Now, let’s train the model:

for i in range(epochs):
  loss_train=0
  for images, labels in train_loader:
    preds=model(images)
    loss=criterion(preds,labels)
    optimizer.zero_grad()
    loss.backward()
    optimizer.step()
    loss_train+=loss   
  if i % 1 == 0:
    print(f"step {i} train loss {loss_train/len(train_loader)}")
  loss_val=0    
  for images, labels in val_loader:
    with torch.no_grad(): # permet de ne pas calculer les gradients
      preds=model(images)
      loss=criterion(preds,labels)
      loss_val+=loss 
  if i % 1 == 0:
    print(f"step {i} val loss {loss_val/len(val_loader)}")
step 0 train loss 0.318773478269577
step 0 val loss 0.08984239399433136
step 1 train loss 0.08383051306009293
step 1 val loss 0.0710655003786087
step 2 train loss 0.05604167655110359
step 2 val loss 0.0528845489025116
step 3 train loss 0.04518255963921547
step 3 val loss 0.051780227571725845
step 4 train loss 0.03614392504096031
step 4 val loss 0.0416230633854866

And let’s calculate the accuracy on the test set:

correct = 0
total = 0
for images,labels in test_loader: 
  with torch.no_grad():
    preds=model(images)
    
    _, predicted = torch.max(preds.data, 1)
    total += labels.size(0)
    correct += (predicted == labels).sum().item()     
test_acc = 100 * correct / total
print("Précision du modèle en phase de test : ",test_acc)
Précision du modèle en phase de test :  98.64

As you can see, we achieve an accuracy of approximately 99%, compared to 97.5% with a fully connected network that has 10 times more parameters.

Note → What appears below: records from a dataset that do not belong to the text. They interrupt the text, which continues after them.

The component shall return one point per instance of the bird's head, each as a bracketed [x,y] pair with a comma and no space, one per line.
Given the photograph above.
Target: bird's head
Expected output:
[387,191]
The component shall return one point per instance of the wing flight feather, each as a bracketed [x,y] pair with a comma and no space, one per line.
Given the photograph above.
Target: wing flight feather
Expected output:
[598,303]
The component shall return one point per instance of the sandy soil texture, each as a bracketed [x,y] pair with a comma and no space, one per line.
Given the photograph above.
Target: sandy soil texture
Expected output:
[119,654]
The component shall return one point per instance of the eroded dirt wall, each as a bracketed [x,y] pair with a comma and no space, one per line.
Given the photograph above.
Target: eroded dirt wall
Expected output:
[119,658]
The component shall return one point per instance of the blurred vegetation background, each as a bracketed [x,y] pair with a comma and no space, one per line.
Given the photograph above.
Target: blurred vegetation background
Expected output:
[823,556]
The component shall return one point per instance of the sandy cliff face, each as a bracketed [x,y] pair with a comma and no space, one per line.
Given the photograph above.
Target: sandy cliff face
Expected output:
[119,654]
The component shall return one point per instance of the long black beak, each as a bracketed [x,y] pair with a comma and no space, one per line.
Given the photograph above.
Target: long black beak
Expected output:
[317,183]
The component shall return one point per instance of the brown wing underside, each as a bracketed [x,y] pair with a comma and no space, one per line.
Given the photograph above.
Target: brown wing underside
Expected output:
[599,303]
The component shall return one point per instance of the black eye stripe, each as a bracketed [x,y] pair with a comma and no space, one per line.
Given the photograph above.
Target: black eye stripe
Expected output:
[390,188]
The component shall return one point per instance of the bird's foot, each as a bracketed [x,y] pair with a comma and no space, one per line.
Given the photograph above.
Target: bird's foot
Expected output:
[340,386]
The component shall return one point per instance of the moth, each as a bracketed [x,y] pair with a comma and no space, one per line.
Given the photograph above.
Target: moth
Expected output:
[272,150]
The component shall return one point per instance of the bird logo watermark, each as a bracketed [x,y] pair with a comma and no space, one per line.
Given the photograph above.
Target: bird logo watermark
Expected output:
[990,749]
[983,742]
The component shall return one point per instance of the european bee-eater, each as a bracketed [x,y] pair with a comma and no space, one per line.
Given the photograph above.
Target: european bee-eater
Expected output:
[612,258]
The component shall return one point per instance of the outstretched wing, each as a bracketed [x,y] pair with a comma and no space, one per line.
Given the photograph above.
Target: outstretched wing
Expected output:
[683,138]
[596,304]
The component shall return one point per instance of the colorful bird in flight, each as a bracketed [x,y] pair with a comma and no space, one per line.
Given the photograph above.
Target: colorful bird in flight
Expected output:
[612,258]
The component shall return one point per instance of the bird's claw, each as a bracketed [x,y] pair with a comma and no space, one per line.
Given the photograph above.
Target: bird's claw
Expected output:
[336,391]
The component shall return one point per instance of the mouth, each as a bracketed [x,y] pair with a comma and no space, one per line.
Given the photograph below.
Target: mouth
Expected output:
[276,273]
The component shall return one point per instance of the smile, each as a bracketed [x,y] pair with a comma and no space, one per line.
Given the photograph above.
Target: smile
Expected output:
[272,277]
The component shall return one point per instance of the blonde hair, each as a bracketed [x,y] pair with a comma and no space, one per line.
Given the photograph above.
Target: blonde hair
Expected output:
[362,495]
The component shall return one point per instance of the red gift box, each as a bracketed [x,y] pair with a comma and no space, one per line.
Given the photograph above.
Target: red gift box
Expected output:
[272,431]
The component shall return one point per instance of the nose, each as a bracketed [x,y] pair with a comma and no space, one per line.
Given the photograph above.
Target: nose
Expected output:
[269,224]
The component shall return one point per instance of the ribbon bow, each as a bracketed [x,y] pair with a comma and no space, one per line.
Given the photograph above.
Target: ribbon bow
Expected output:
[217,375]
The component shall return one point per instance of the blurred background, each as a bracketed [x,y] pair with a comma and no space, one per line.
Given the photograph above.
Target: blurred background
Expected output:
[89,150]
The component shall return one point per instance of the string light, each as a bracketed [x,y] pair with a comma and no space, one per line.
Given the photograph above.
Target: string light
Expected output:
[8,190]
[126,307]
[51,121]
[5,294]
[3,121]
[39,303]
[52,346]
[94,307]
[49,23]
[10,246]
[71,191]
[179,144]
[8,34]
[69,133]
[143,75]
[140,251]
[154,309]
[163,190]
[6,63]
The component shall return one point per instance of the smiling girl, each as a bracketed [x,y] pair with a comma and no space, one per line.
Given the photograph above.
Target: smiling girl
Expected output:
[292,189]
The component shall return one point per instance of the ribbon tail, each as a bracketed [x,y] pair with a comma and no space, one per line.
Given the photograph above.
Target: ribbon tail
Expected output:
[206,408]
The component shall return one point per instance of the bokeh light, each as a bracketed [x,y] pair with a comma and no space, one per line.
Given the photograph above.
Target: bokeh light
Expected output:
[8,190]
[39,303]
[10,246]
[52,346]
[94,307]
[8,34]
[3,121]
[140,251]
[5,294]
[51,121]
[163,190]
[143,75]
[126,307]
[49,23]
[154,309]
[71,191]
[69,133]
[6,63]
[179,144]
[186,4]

Softmax and Result Interpretation#

If we run the model on an element, we get a vector like this:

images,labels=next(iter(test_loader))

#Isolons un élément 
image,label=images[0].unsqueeze(0),labels[0].unsqueeze(0) # Le unsqueeze permet de garder la dimension batch
pred=model(image)
print(pred)
tensor([[ -9.6179,  -5.1802,  -2.6094,   0.9121, -16.0603,  -8.6510, -30.0099,
          14.4031,  -9.0074,  -2.0431]], grad_fn=<AddmmBackward0>)

Upon closely examining the results, we see that the value of the 7th element is the highest. Therefore, the model predicted a 3. Let’s verify with our label:

print(label)
tensor([7])

It is indeed a 7. However, we would prefer to have a probability of class membership. This is more readable and provides an easily interpretable confidence level.

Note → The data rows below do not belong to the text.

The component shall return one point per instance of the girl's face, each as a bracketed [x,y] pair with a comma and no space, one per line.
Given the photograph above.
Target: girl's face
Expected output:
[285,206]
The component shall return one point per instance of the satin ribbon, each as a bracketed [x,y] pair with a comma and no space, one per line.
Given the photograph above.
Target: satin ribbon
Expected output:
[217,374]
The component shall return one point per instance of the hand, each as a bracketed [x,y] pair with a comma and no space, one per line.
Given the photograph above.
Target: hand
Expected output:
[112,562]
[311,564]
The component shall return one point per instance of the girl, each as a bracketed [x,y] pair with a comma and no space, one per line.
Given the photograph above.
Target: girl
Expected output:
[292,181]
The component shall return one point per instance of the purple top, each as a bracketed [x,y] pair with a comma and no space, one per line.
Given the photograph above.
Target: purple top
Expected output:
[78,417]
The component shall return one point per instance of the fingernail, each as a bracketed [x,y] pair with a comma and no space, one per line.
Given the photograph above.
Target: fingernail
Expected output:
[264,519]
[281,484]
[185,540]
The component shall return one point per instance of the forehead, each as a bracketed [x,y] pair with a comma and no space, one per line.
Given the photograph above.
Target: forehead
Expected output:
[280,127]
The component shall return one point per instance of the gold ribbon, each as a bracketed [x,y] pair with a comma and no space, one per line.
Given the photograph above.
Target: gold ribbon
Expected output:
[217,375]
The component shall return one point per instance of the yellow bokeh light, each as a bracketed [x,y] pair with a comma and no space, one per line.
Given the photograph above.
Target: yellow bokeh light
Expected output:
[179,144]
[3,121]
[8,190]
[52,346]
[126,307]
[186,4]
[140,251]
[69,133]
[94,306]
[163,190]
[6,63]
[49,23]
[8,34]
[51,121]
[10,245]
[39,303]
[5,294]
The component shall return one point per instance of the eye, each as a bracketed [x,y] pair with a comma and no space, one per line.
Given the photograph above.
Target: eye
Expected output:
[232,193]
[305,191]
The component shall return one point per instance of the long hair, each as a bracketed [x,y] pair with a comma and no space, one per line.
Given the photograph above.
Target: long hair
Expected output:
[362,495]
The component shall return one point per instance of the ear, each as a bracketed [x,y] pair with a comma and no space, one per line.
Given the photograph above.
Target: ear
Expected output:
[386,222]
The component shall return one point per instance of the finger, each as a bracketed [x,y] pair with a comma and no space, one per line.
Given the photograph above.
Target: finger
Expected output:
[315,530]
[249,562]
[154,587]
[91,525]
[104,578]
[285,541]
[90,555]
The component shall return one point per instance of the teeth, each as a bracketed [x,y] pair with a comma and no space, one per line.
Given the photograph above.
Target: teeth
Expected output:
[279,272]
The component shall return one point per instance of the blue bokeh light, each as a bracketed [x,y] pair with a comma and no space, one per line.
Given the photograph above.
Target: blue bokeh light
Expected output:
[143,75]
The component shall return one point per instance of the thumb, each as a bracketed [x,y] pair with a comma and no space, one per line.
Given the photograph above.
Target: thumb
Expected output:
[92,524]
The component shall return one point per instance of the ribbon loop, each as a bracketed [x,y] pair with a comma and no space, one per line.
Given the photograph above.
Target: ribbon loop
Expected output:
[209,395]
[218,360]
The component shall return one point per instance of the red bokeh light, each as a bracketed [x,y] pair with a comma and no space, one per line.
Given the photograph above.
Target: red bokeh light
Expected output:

For this, we use the softmax activation function.

This function is defined as follows: \(\sigma(z)_i = \frac{e^{z_i}}{\sum_{j=1}^{K} e^{z_j}}\) where \(K\) is the number of classes in the model.

This function is called softmax because it amplifies the maximum value while reducing the others. We use it to obtain a probability distribution, as the sum of the values for the \(K\) classes equals 1.

print(F.softmax(pred))
tensor([[3.6964e-11, 3.1266e-09, 4.0884e-08, 1.3833e-06, 5.8867e-14, 9.7215e-11,
         5.1481e-20, 1.0000e+00, 6.8068e-11, 7.2027e-08]],
       grad_fn=<SoftmaxBackward0>)
/tmp/ipykernel_232253/3904022211.py:1: UserWarning: Implicit dimension choice for softmax has been deprecated. Change the call to include dim=X as an argument.
  print(F.softmax(pred))

The values are now probabilities, and we see that the 7 is predicted with a 99.9% probability. Therefore, the model is quite confident in its prediction.

Other Applications#

Convolutional networks have proven to be particularly interesting in the field of image processing. They are also used in audio and video processing, for example.

The following notebooks in this course show applications of convolutional networks on more interesting cases than MNIST. It is recommended to have a GPU or use the notebooks on Google Colab for reasonable training times (you can still follow the course without training the model).